A controversial £1.6 billion Government bailout of Transport for London was announced on Friday, allowing buses and tubes to continue running for the four and a half months but bringing with it a number of changes to services and prices.
Mayor Sadiq Khan has stated “this was not the deal I wanted,” but said it was the only deal on the table, leaving him with no choice to keep TfL running.
Fares income has fallen by 90% in the last two months as people followed advice to stay at home, but Khan says the Department for Transport are “making ordinary Londoners pay the cost for doing the right thing on Covid-19.”
The department said it included a series of caveats as part of the funding package “in order to safeguard services in the future,” so here’s a rundown of what’s changing.
- Free travel for children is to be temporarily halted, and over 60s and those with disabilities will only be allowed to travel for free outside peak hours.
- Fares on buses – scrapped to help protect drivers from Covid-19 – will be reintroduced, and the congestion charge for people driving into the centre of the city will resume.
- Also included in the measures is that London’s congestion charge will be reinstated from Monday, with the monthly fee rising from £11.50 to £15. Charges for driving into the centre of the capital are normally only enforced on weekdays between 7am and 6pm, but the mayor is planning to extend this to between 7am and 10pm, seven days a week, as of June 22.
- London’s congestion charge and ultra low emission zone have been suspended during the coronavirus pandemic, but will both be reintroduced on Monday. NHS and care home staff who work in the congestion charge area will be reimbursed for journeys related to tackling the virus, including their commutes.
- Finally, whilst single fares have been frozen ever since Khan took over in 2016, TfL will now introduce above-inflation fare rises from next year.
These changes will take place “as soon as practicable”, the DfT said.
The amendments are temporary, although TfL agreed to review the congestion charge as part of the bailout.
Sadiq Khan said: “We have just reached agreement with the Government on a funding package to allow TfL to run public transport safely in London for the next four and a half months.
“This was necessary because Covid-19 has had a catastrophic impact on TfL’s finances – as it has on every transport provider in the UK.
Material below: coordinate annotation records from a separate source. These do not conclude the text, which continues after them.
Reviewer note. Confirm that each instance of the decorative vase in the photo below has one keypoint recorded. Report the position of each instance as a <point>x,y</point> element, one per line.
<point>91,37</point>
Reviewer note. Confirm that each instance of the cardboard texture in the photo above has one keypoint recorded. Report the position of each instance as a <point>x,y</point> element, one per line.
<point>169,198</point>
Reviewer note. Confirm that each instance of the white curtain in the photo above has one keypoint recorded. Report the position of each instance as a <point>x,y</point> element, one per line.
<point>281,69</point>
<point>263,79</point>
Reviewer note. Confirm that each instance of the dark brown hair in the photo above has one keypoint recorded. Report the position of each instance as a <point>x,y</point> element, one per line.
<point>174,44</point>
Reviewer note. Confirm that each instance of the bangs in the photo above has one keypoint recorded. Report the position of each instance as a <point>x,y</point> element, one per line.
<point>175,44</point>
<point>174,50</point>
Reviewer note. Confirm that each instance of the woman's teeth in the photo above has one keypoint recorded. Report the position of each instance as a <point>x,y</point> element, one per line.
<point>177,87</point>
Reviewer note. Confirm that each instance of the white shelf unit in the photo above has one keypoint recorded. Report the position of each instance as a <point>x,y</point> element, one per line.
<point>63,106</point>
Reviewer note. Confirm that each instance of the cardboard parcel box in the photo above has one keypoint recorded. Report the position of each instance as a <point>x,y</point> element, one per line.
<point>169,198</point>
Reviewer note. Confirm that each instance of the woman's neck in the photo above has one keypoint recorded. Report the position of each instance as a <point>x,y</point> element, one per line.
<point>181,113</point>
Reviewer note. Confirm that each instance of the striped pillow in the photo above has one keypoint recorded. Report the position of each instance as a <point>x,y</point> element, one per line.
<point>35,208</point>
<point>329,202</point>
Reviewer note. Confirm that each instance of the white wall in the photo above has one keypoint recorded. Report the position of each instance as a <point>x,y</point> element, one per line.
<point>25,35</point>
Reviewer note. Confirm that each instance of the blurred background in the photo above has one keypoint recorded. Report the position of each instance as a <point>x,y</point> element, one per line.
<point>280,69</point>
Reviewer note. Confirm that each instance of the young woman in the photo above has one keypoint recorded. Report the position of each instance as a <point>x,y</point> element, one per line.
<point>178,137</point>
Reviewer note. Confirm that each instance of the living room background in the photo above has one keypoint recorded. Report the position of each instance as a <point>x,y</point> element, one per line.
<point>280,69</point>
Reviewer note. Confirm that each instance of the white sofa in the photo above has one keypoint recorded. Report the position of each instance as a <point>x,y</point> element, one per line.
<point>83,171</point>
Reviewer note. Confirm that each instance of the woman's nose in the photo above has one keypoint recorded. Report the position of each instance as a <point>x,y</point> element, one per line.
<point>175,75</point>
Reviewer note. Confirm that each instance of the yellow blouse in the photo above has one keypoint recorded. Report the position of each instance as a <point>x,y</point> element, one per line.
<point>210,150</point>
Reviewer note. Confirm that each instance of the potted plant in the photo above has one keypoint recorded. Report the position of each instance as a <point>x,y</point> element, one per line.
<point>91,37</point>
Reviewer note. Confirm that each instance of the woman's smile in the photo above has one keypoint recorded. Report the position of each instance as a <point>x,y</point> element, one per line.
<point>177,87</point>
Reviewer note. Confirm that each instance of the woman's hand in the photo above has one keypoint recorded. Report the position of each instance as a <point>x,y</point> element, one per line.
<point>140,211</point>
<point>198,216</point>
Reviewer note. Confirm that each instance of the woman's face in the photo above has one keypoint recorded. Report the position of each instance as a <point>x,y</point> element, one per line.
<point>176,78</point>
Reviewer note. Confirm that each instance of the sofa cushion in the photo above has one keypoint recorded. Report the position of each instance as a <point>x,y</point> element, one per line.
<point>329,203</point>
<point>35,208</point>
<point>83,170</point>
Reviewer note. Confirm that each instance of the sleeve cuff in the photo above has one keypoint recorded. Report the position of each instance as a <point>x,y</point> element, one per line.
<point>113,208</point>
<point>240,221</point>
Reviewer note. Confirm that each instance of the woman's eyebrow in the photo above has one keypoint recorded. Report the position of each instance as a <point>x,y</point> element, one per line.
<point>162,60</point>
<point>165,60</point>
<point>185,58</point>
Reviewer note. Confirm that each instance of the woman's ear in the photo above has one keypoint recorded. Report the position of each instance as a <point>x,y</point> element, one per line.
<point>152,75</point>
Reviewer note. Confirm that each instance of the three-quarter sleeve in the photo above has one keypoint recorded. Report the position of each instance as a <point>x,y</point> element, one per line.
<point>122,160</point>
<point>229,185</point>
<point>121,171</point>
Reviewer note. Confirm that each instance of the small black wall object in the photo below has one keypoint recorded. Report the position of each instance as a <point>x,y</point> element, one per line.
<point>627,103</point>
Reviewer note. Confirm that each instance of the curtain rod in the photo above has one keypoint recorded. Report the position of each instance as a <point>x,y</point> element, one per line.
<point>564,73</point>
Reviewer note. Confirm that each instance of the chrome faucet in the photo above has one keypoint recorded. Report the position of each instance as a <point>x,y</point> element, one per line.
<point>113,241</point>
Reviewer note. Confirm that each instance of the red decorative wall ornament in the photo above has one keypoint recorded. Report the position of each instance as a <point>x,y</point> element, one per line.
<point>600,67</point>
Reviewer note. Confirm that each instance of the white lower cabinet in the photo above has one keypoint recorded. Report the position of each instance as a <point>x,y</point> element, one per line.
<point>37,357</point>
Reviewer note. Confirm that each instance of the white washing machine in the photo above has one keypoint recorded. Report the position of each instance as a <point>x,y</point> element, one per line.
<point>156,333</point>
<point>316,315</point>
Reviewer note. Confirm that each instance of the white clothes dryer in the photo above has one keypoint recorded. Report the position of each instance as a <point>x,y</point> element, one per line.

“I want to be completely honest and upfront with Londoners – this is not the deal I wanted.
“Fares income has fallen by 90% in the last two months because Londoners have done the right thing and stayed at home – so there simply isn’t enough money coming in to pay for our services.
“We are running as many services as humanly possible given the number of staff off sick, shielding or self-isolating. As staff are returning to work we are increasing services as fast as possible to get back to 100 per cent. From Monday we aim to run around 85 per cent of buses, 75 per cent of Tubes, restore the Circle line and re-open some of the 37 closed stations.
The DfT said the agreement means TfL will increase service levels “as soon as possible to ensure people can follow social distancing guidelines while on the network”.
Mr Khan said London needs to keep the number of people using public transport “as low as possible” to avoid a spike in Covid-19 cases, but warned that journeys previously made by Tube and bus cannot be replaced with car usage as “roads would immediately become unusably blocked and toxic air pollution would soar”.
Over the past couple of weeks, TfL have been working with the London boroughs to encourage active travel, with widened streets, new cycle routes and walking/cycling only streets part of the plan.
Liam Griffin, chief executive of London minicab firm Addison Lee, said increasing the charge and extending the charging hours would “almost double” the weekly costs for a driver.
“This move from TfL shows a patent disregard for a profession that has done so much to keep London moving during the crisis and will have a critical role to play in supporting London as it returns to growth,” he said.